Usaha warung kopi tengah tumbuh pesat di Malang dan Tulungagung, beberapa tahun terakhir. Jumlah pastinya belum tau, tapi kalau lewat sekitar UIN Malang dan IAIN Tulungagung, anda bisa secara empiris menyaksikan usaha ini berkembang biak.
Areal sawah di Joyosuko Malang sudah sempurna dialih fungsikan jadi warung kopi. Berderet-deret. Beberapa jadi kamar kos.
Begitu pula di Tulungagung. (Mungkin di masa depan, ketahanan pangan kita bisa jadi diukur dari stok racikan kopi, bukan lagi beras)
Fenomena bahwa warung kopi yang sama level (harga, kualitas layanan dan menu)-nya itu hadir di sekitaran kampus UIN, IAIN juga STAIN cukup menarik.
Mahasiswa UIN, terutama yang terlibat berbagai kegiatan organisasi, sangat akrab dengan kopi. Juga sebagian besar pecandu berat rokok.
Ada ungkapan: ‘Selama organ intra-ekstra di UIN masih melakukan kaderisasi, warung kopi gak bakal mati.’
Selain memang dalam skala yang lebih luas ada tren Leisure economy. Sebuah kecenderungan dimana orang-orang lebih suka traveling, nongkrong-ngopi dan nonton bioskop daripada membelanjakan uang buat beli baju, rumah dan komoditas konvensional lain.

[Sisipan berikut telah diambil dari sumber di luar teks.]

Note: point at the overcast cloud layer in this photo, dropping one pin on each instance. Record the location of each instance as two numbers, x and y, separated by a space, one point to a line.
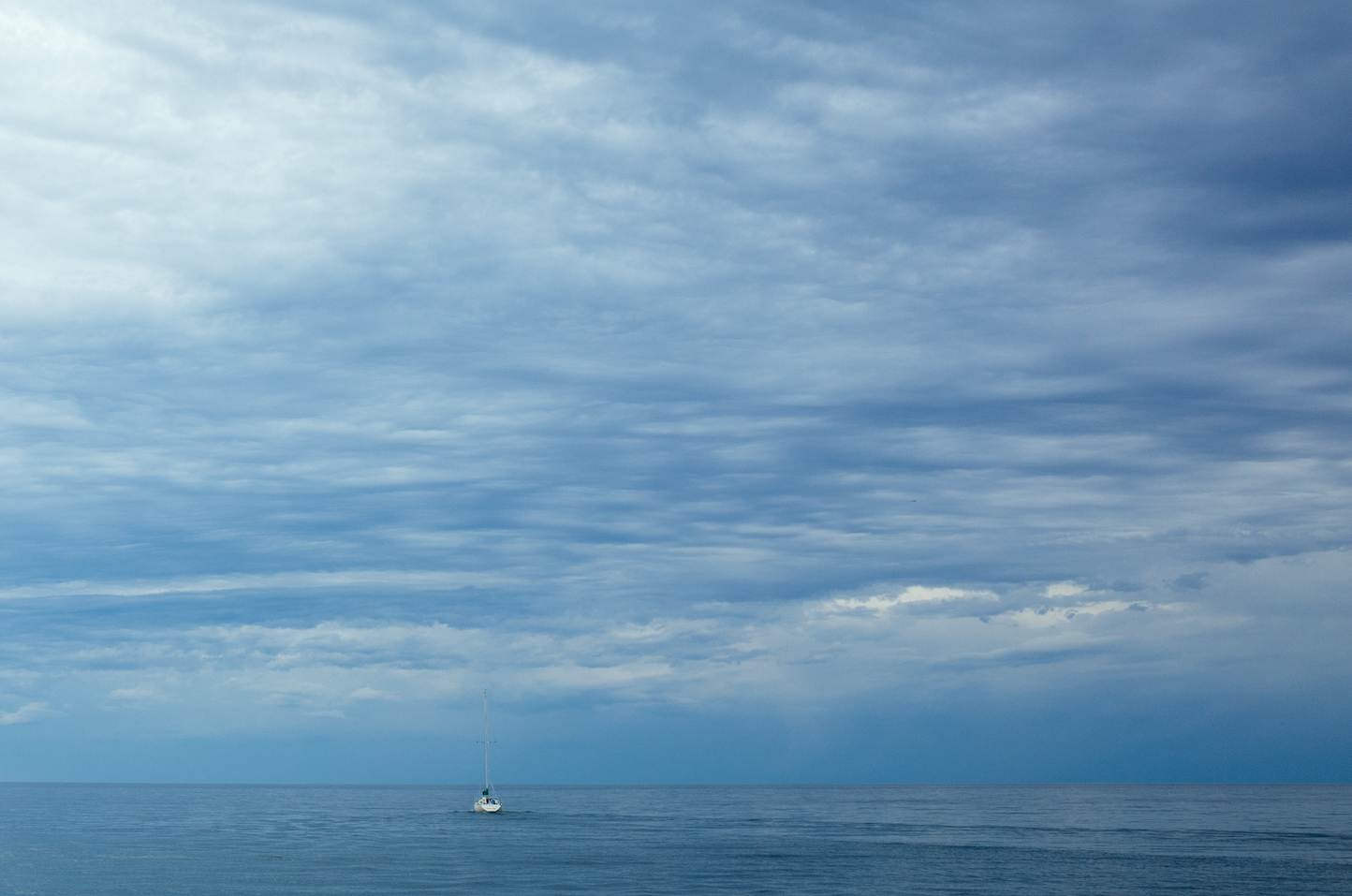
839 389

Apapun faktornya, di ambil positif saja. UMKM berupa usaha warkop, menyerap cukup banyak tenaga kerja.
Multiplier efeknya juga menguntungkan produsen gorengan, sego bungkusan, sate bekicot, tukang parkir, pemilik lahan yang bosan bertani, dan SPG rokok yang ‘singlet-an’ keluar masuk.
Juga semakin banyak rokok dihisap penikmat kopi, semakin besar cadangan dana pemerintah untuk nutup ‘utang’ BPJS ke lembaga-lembaga kesehatan.